Refer to the TLS paper and the Quick run section to get more details.

myparams.py

The supporting file myparams.py allows the user to set the desired parameters and hyperparameters. Here is reported the list with all the parameters that can be set in this way:

  • In_file: name of the input file
  • pretraining_classifier: name of the pretraining file for the classifier
  • pretraining_predictor: name of the pretraining file for the predictor
  • calculations_classifier: name of the file containing the list of pairs calculated in class-0
  • calculations_predictor: name of the file containing the calculation of the target feature
  • class_train_hours: training time in hours for the classifier
  • pred_train_hours: training time in hours for the predictor
  • Fast_class: if True use a lighter ML model for classification, with worse performance but better inference time
  • Fast_pred: if True use a lighter ML model for prediction, with worse performance but better inference time
  • ij_decimals: number of significant digits to identify the states. If they are labeled using an integer number you can set this to 0
  • validation_split: ratio of data that go into the validation set

Test the model

Finally, I also provide two test codes to evaluate the results of the ML model:

  • test1.py will compare the predicted target feature with its exact value, over the validation set that was not used to train the model
  • test2.py will perform the SHAP analysis for the trained model

The output of both tests will be stored in output_ML/{In_file_label}/.


Quick run

The first step is to correctly set the parameters in myparams.py in order to point to the correct location for the input files.
The most fundamental and necessary file is the dataframe containing all the available pairs In_data/{myparams.In_file}. Then in order to start the iterative procedure some initial observations are required.

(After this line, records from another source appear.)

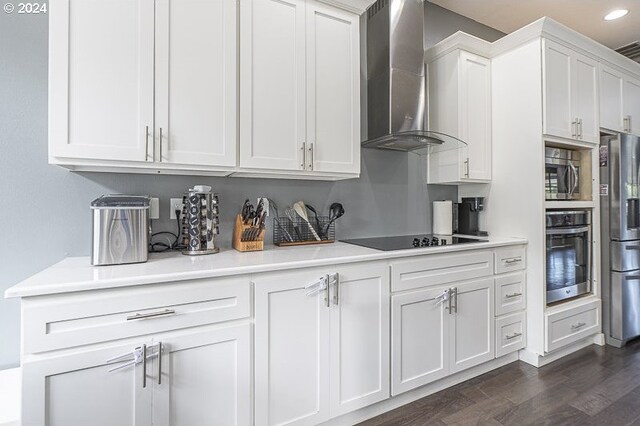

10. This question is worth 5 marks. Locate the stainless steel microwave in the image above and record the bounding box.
[544,147,580,200]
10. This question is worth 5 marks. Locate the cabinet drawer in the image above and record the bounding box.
[495,246,527,274]
[495,272,526,316]
[545,300,600,352]
[23,277,251,353]
[496,312,527,358]
[391,251,493,291]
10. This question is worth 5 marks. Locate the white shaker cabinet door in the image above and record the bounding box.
[572,53,600,143]
[22,345,153,426]
[391,287,451,395]
[450,277,495,373]
[542,39,576,138]
[459,51,491,181]
[151,324,252,426]
[154,0,238,167]
[49,0,154,161]
[306,1,360,173]
[600,65,624,132]
[623,77,640,136]
[330,263,390,417]
[255,272,330,426]
[240,0,306,170]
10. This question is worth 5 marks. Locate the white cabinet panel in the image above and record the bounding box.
[255,272,330,425]
[450,277,495,373]
[331,264,389,417]
[573,54,600,143]
[600,65,624,132]
[22,342,152,426]
[240,0,306,170]
[542,39,575,138]
[459,52,491,181]
[155,0,238,167]
[151,324,252,426]
[623,77,640,135]
[427,50,491,183]
[391,287,451,395]
[49,0,154,161]
[306,1,360,173]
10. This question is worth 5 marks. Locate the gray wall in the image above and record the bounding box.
[0,3,502,369]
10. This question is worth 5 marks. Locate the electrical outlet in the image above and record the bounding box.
[169,198,182,219]
[149,197,160,219]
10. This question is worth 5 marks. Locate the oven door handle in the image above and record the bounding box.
[569,162,580,198]
[547,226,589,235]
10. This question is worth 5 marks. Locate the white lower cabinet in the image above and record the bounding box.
[391,287,451,395]
[151,324,252,426]
[22,340,152,426]
[255,263,389,425]
[391,277,495,395]
[22,324,251,426]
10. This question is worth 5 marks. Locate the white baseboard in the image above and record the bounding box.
[0,368,22,426]
[518,333,604,367]
[322,352,518,426]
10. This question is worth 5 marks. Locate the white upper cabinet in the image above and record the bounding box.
[240,0,306,170]
[623,77,640,135]
[427,50,491,183]
[154,0,238,167]
[240,0,360,175]
[600,64,640,135]
[600,65,626,132]
[49,0,154,162]
[306,2,360,173]
[542,39,600,143]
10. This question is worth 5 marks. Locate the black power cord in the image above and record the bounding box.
[149,210,184,253]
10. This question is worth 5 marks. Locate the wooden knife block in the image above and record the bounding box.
[233,215,267,252]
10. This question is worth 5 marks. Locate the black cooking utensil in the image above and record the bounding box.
[324,203,344,235]
[305,204,323,238]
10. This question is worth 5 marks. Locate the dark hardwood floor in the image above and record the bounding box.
[360,340,640,426]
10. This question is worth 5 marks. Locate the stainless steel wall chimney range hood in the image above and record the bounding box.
[362,0,465,151]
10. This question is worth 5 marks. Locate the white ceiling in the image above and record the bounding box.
[430,0,640,49]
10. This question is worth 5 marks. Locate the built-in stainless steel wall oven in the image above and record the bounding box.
[546,210,592,303]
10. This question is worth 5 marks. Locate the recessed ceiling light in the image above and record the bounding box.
[604,9,629,21]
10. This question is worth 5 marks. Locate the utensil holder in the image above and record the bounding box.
[233,215,267,252]
[273,216,336,247]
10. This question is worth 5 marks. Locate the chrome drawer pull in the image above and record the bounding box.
[571,322,587,330]
[504,333,522,340]
[127,309,176,321]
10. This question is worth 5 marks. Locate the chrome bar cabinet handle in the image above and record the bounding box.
[142,345,147,388]
[504,333,522,340]
[127,309,176,321]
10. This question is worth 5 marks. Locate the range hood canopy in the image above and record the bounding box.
[362,0,466,153]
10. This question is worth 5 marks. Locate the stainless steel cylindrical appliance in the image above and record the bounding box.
[182,185,220,255]
[91,195,150,265]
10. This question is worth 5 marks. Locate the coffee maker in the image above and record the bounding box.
[453,197,488,236]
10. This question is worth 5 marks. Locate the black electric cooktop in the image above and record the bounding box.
[341,235,482,251]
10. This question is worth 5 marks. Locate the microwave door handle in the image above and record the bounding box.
[569,162,580,198]
[547,226,589,235]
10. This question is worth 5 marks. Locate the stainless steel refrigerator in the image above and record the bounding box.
[599,134,640,347]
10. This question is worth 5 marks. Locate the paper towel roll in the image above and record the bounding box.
[433,200,453,235]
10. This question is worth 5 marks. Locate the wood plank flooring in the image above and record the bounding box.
[360,339,640,426]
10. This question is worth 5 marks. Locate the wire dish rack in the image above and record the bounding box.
[273,216,336,246]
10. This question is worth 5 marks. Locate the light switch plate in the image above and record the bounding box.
[149,197,160,219]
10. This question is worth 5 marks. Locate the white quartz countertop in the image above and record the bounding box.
[5,238,527,298]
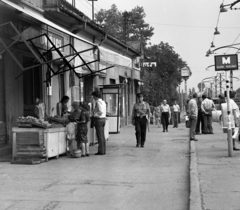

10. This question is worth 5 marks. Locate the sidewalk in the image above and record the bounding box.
[0,123,189,210]
[190,123,240,210]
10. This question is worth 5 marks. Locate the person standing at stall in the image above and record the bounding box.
[92,91,107,155]
[76,102,90,157]
[132,93,151,147]
[173,101,180,128]
[57,96,69,117]
[161,100,171,132]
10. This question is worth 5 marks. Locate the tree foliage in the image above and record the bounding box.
[95,4,154,43]
[141,42,187,105]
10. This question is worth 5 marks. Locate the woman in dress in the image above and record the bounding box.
[66,102,81,156]
[76,102,90,157]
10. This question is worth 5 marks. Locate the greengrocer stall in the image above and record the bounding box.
[12,117,67,164]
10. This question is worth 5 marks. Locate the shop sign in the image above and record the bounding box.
[43,32,64,52]
[141,62,157,67]
[214,54,238,71]
[181,68,190,77]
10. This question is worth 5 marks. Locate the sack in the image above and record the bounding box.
[185,116,190,128]
[90,117,95,128]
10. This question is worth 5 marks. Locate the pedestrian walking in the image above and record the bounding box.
[195,97,204,135]
[188,93,198,141]
[226,91,240,151]
[153,106,161,128]
[92,91,106,155]
[132,93,151,147]
[161,100,171,132]
[201,95,215,134]
[173,101,180,128]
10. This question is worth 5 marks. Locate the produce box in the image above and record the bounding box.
[16,132,44,146]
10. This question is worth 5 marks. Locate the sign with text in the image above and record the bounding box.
[142,62,157,67]
[181,68,190,77]
[215,54,238,71]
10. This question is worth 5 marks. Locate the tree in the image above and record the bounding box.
[141,42,187,105]
[95,4,154,44]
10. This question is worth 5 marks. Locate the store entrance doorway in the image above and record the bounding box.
[23,58,42,116]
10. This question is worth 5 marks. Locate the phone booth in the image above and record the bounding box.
[100,84,123,133]
[221,103,235,133]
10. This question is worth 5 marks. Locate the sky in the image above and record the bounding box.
[69,0,240,92]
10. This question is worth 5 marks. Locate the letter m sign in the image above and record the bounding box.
[215,54,238,71]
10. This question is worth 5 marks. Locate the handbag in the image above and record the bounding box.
[185,116,190,128]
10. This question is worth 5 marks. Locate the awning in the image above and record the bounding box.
[0,0,114,79]
[0,0,97,46]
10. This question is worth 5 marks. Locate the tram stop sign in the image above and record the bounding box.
[215,54,238,71]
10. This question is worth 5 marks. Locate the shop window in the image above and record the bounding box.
[59,74,65,98]
[23,59,42,116]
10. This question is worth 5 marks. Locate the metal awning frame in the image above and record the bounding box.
[0,21,115,79]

These can either be pretraining sets in MLmodel/{myparams.pretraining_classifier} and MLmodel/{myparams.pretraining_predictor} or alternatively some calculations of pairs contained in In_data/{myparams.In_file} that must be stored in exact_calculations/{In_file_label}/{myparams.calculations_classifier} and exact_calculations/{In_file_label}/{myparams.calculations_classifier}.

After this, it is possible to run the first full iteration consisting of step[1-4].py. Finally, this will produce the output file output_ML/predicted_{In_file_label}_newpairs.csv that contains the predicted target_feature for all the available pairs:

conf i j target_feature
... ... ... ...

the dataframe contains only the pairs for which the exact calculation is not available and it is sorted based on the value of target_feature.

The final step of the iteration consists in calculating the exact value of target_feature for the best $K_i$ pairs, which corresponds to the first $K_i$ lines of output_ML/predicted_{In_file_label}_newpairs.csv if the target is a low value of target_feature. You can reiterate this procedure as many times as you want and add new input pairs at any iteration.
In the paper, I discuss some criteria to decide the value of $K_0$, the number of iterations and the stopping criterion.


Reproduce TLS results

In order to reproduce the TLS result, I have provided the following Zenodo directory. This directory contains the dataframes QS_T{0062,007,0092}.feather corresponding to the pairs that have been used for the TLS analysis with all their relevant features, at the three temperatures. In combination with the exact_calculations/*/*.csv containing the results of the NEB calculations (provided in this repository), the TLS data can be processed using the pipeline discussed above to reproduce all the findings reported in the paper.

Finally, in the directory TLS_pairs_Khomenko_et_al_2020 I report the data corresponding to the smaller set of TLS pairs identified in Khomenko et al. PRL 124.22 (2020): 225901.